Desporto

Muhammad Ali: a recusa que pesou mais do que três títulos mundiais

Penelope H. Fritz
Muhammad Ali
Muhammad Ali
Photo: Auguste Couder / Public domain, via Wikimedia Commons
Nascimento17 de janeiro de 1942
Louisville
Falecimento3 de junho de 2016 (74)
OcupaçãoBoxeur profissional
PrémiosMedalha dos Cidadãos Presidenciais · Medalha da Liberdade Presidencial · Medalha da Liberdade de Filadelfia

A coisa mais importante que Muhammad Ali alguma vez fez no boxe foi recusar-se a boxear. Quando o exército dos Estados Unidos chamou o seu nome no centro de incorporação em Houston, em abril de 1967, Ali deu um passo em frente, ouviu ler o seu nome de nascimento — Cassius Marcellus Clay — e não se mexeu. O preço foi imediato e total: título mundial revogado, passaporte apreendido, licença de boxe retirada em todos os estados. Durante três anos e meio, o lutador que muitos consideravam o peso pesado mais perigoso do mundo não pôde combater.

Tinha vinte e cinco anos.

Ali cresceu em Louisville, no Kentucky, filho de um pintor de cartazes e de uma empregada doméstica, numa cidade ainda organizada pela lógica da segregação racial. O roubo da sua bicicleta, aos doze anos, foi o que o levou até um polícia chamado Joe Martin, que também treinava jovens boxeadores numa academia local. O rapaz que queria vingar-se do ladrão tornar-se-ia, oito anos mais tarde, medalha de ouro olímpica nos meio-pesados em Roma 1960, tornando-se profissional no ano seguinte.
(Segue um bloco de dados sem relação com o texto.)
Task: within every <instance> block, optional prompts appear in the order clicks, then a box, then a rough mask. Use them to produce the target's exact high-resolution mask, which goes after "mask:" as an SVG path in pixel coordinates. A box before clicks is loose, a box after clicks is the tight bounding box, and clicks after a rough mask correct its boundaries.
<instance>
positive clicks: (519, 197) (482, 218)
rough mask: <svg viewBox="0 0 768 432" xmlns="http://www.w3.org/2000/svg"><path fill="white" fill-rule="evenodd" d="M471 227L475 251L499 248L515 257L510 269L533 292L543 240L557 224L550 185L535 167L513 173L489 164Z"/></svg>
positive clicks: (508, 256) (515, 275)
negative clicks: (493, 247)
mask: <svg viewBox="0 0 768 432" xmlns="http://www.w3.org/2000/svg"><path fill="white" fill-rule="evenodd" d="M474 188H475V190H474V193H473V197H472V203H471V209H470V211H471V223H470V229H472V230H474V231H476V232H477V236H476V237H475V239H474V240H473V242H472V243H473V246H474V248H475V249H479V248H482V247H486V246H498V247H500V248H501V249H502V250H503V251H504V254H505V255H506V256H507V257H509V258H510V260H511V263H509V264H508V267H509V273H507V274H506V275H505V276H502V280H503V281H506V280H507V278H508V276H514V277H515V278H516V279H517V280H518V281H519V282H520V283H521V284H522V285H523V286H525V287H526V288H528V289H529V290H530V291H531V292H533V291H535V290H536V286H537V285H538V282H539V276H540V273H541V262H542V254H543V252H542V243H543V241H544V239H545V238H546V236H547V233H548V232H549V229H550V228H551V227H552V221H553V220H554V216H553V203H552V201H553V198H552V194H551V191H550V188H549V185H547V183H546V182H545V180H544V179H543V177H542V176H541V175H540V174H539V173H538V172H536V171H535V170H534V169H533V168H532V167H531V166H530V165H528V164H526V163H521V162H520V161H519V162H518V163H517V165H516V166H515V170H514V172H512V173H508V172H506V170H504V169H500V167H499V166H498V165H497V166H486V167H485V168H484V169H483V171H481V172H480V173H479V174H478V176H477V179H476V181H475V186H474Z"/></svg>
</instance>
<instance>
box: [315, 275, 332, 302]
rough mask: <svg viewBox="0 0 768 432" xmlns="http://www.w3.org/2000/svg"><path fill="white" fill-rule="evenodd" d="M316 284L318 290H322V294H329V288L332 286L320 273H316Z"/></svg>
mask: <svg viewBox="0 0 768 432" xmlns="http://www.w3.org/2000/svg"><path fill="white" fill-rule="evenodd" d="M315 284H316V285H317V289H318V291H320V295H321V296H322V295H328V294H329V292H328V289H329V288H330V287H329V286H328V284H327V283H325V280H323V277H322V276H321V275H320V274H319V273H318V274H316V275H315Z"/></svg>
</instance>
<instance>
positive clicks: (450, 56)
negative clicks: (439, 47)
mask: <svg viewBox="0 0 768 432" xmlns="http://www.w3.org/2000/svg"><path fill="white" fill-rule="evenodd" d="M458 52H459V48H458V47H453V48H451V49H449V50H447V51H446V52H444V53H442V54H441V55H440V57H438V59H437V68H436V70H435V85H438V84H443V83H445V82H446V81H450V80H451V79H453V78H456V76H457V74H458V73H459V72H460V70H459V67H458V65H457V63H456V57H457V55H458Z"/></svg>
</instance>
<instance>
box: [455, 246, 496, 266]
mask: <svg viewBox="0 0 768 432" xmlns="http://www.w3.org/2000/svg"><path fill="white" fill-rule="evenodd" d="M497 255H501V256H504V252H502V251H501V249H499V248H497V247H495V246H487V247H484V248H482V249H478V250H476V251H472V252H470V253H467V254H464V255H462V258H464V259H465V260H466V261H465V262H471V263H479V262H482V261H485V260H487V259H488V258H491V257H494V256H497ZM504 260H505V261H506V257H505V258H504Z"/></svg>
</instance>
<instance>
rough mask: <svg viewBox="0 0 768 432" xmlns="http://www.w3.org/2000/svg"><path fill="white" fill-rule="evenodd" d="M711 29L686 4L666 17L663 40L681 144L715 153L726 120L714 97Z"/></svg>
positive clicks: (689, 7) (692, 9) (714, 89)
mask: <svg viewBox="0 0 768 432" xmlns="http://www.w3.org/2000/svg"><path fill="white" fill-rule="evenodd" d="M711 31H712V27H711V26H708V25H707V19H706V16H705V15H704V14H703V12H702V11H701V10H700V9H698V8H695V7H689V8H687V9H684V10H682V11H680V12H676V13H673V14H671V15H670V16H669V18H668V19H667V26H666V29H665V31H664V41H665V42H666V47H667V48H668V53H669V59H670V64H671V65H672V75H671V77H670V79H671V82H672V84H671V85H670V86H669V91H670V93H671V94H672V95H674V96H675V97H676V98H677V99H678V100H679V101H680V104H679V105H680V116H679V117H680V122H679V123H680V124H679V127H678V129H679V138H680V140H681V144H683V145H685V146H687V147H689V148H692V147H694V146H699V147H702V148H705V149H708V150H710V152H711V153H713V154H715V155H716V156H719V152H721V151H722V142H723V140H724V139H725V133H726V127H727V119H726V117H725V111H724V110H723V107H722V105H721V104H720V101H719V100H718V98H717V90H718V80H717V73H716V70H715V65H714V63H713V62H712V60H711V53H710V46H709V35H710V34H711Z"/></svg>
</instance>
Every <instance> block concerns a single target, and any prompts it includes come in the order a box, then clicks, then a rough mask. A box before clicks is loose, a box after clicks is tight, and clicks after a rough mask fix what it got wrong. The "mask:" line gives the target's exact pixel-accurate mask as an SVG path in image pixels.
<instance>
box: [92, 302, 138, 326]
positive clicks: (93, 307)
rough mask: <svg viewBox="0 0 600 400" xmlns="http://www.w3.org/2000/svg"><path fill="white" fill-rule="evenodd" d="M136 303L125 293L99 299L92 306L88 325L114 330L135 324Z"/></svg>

A personalidade que emergiu nesses primeiros anos — as provocações em rima, as previsões, a certeza inabalável — não era simples ruído promocional. Era uma teoria sobre o que significava ser um homem negro na América que se recusava a ser condescendente. Quando Cassius Clay derrotou Sonny Liston em 1964, surpreendendo o mundo do boxe e grande parte da imprensa, anunciou no dia seguinte a sua filiação à Nation of Islam e mudou o nome para Muhammad Ali. A imprensa desportiva recusou-se em larga medida a usar esse nome durante anos.

O exílio que se seguiu à recusa de incorporação foi onde Ali se transformou de campeão de boxe em algo que o desporto raramente havia visto: um mártir de uma posição política que acabaria por ser vindicada. O Supremo Tribunal anulou a sua condenação por unanimidade em 1971. A essa altura, já havia perdido os melhores anos da sua carreira desportiva.

O que se seguiu foi a era dos grandes combates — lutas que Ali, segundo a aritmética brutal do boxe, não deveria ter ganho. Joe Frazier em Nova Iorque em 1971, o Combate do Século, foi a sua primeira derrota como profissional, uma decisão unânime ao fim de quinze assaltos que doeu de formas que iam além do físico. Vingou-a. Depois veio George Foreman em Kinshasa em 1974 — o Rumble in the Jungle — onde Ali passou sete assaltos a absorver golpes encostado às cordas, deixando Foreman esgotar-se antes de o nocautear no oitavo. Era de novo campeão do mundo. Depois o Thrilla in Manila contra Frazier em 1975 — catorze assaltos de destruição mútua que ambos descreveram como a coisa mais difícil que alguma vez tinham feito. Ali venceu, com o treinador de Frazier a interromper antes do décimo quinto.

O que os relatos retrospectivos tendem a atenuar é que Ali voltou demasiadas vezes. Os combates contra Larry Holmes em 1980 e Trevor Berbick em 1981 — depois de já se ter retirado, quando os primeiros sintomas do que viria a ser a doença de Parkinson eram já observáveis — eram combates que não deveria ter aceitado. Holmes, o seu antigo sparring e um homem que visivelmente não queria magoá-lo, pôs fim ao combate no décimo primeiro assalto. O dano que esses combates tardios podem ter acelerado foi real.

Foi diagnosticado com a síndrome de Parkinson em 1984, três anos após o combate com Berbick. Não desapareceu. Acendeu o pebeteiro olímpico em Atlanta em 1996, as mãos a tremer devido à doença que lhe havia retirado a voz e o movimento, mas não a presença. Co-fundou o Centro de Parkinson Muhammad Ali em Phoenix. Recebeu a Medalha Presidencial da Liberdade em 2005.

Muhammad Ali morreu a 3 de junho de 2016, em Scottsdale, no Arizona, com setenta e quatro anos, de choque séptico resultante de complicações respiratórias associadas ao Parkinson. Deixou nove filhos, entre eles a sua filha Laila Ali, ela própria campeã mundial de boxe. O arco completo da sua vida sustentou que o ringue nunca foi toda a história — foi apenas o lugar onde a história podia ser contada.